Since we do not support preemption in our kernel yet, we essentially wrap all scheduling code in disable_then_restore(). This prevents our kernel from being interrupted while holding important locks, such as the PIC locks or the process table locks.
However, there is still one remaining issue with deadlocks left. Currently, when processes use the allocator API to create structures like Vec or String, there is a chance that the kernel can interrupt the linked-list-allocator while it is holding the Heap lock.
We need to find a way to disable interrupts before using the allocator API, preferably without vendoring the linked-list-allocator code in this repo.
Possible Solutions
Naive solution
We can wrap every allocator call in a process with disable_then_restore(). This is impractical and poor design.

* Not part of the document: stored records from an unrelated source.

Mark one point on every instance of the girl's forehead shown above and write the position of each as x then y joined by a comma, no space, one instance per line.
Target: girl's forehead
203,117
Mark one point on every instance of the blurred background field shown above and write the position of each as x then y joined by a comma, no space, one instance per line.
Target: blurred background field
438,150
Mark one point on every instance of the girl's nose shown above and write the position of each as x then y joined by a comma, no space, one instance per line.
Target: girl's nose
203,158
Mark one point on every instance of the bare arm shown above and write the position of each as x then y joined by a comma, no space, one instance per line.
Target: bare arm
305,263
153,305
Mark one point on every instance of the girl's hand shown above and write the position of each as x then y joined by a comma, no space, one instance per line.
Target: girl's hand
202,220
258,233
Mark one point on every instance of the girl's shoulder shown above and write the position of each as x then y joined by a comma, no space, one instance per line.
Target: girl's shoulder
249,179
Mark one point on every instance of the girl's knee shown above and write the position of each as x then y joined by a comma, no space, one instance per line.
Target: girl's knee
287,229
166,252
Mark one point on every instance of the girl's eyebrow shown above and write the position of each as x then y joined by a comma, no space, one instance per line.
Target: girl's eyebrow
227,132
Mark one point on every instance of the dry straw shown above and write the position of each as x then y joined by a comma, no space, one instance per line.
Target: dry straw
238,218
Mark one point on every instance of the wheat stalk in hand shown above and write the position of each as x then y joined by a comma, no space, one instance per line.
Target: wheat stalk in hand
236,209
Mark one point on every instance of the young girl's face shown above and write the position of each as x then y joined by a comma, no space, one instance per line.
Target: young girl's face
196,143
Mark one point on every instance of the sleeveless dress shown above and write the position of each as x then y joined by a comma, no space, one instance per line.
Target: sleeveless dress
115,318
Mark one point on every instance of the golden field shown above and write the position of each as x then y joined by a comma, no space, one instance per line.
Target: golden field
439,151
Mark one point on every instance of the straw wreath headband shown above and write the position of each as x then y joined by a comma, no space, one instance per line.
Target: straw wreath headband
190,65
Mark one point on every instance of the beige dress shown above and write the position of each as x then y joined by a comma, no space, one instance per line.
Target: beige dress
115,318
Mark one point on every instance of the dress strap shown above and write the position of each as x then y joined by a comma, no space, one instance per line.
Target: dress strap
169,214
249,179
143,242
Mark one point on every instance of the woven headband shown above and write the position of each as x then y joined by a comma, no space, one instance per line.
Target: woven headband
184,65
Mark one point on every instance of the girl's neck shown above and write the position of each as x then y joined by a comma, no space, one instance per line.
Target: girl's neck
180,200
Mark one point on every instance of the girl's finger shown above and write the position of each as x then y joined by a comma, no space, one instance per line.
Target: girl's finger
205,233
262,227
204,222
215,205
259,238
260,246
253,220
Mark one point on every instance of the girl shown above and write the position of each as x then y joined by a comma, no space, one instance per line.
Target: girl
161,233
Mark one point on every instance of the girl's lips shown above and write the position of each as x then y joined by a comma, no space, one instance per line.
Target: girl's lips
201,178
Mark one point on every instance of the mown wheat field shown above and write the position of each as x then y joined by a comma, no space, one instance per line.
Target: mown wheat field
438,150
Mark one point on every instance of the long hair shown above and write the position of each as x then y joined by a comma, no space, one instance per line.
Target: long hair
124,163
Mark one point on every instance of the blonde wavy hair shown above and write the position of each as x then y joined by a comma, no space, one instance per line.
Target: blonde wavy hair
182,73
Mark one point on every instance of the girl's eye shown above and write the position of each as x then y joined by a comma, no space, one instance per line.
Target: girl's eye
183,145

Use syscall for all memory allocation
I don't know if this will be feasible since the allocator api is invoked automatically by creating a Vec or String. It seems possible but undesirable since Vec and String creation would need to be wrapped to use the syscall.
Wrap the linked-list-allocator
We might be able to wrap the linked-list-allocator with our own allocator that just disables interrupts then calls the allocate/deallocate methods in linked-list-allocator. I think this is our best path forward.
Debugging
Call #4 in the call stack below is where we trigger the deadlock in linked-list-allocator. You can tell it's a deadlock because interrupts stop firing and the same lock check keeps getting executed in a loop.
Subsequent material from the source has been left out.